The first indication of my challenges came with my official CAA assessment. I’d need to sit for all six two-to-three-hour exams, just for the New Zealand commercial. (Two for the instrument rating. And seven for the ATP license.) So, I began to study navigation, to find that the only equipment I could take into the exam was a pencil, a ruler, and a mechanical E6B; no electronic E6B, no electronic calculator, no kidding.

Studying from the United States, I was barely able to find any assistance, online or otherwise, and eventually relied on just one textbook to teach me not only how to use the thing, but eventually how to perform a six-step navigation formula under exam conditions. And that was just navigation.

Aerodynamics, technical knowledge and loading, human factors, meteorology, and law followed. Each exam had its own quirks—one human factors question asked if, in the event of a crash and a passenger with a large piece of bodily-embedded metal, would I, as pilot in command, extract it or leave it embedded?

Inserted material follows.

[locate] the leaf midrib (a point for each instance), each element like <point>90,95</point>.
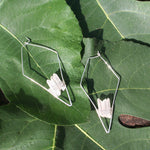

I had decided to fly out of the North Shore Aero Club, a nontowered field about 30 minutes north of Auckland, along a picturesque country road lined with curly willow and purple-and-white agapanthus. Runway 3 heads straight out over the coast to the Kawau, Little Barrier, and Great Barrier islands (for an NDB approach!), while Mahurangi Harbor, with its tiny bays and narrow inlets, is a perfect low-flying practice area. To the west, Runway 21 heads out over vineyards and farm estates towards the wild black-sand coast. Its fields make for good engine-out landing scenarios, although if you miss the vines, chances are you’ll disturb a herd of cows. We fly low in New Zealand, mostly around 3,000 feet, with paper maps and, often, no GPS.

The aero club, with its club trips and quiz nights, attracts local pilots, as well as those from around the world—France, the United Kingdom, England, and Taiwan—all wanting to convert foreign licenses so that they, too, can have this experience.

Although I found the actual flying a little disorienting at first, wanting at least to see a magenta line “as back-up,” now I’m used to flying low and slow, with a paper chart in my lap. I expect to see gliders emerge from the ridges of the Matamata ranges, silent and swooping, as they make their way back to the gliding club. I expect to hear Kiwi accents on frequency, relaxed yet present, in that unmistakable Kiwi way. Want to visit the tower? The controller will likely offer to share his ham sandwich and make you a cup of tea.

I do miss flying in the United States. I miss my beloved ForeFlight, TCAS, Class B, tower controllers who speak so fast they sound like auctioneers, and the abundance of GPS/ILS approaches. I miss having to scurry out of the pattern of my nontowered field to make way for a Cessna Citation or a Gulfstream on a long base leg—coming in hot! I miss my 6,000-foot home airport runway, and the dive bar after-flying diner, and I really miss my Aero Commander 500B, which I sold to help finance this latest caper.

But if truth be told, I think I am a better pilot. Point of No Return, anyone? Let me fetch the whiz wheel.

Anna Gregory is a writer and pilot who lives in Bremerton, Washington.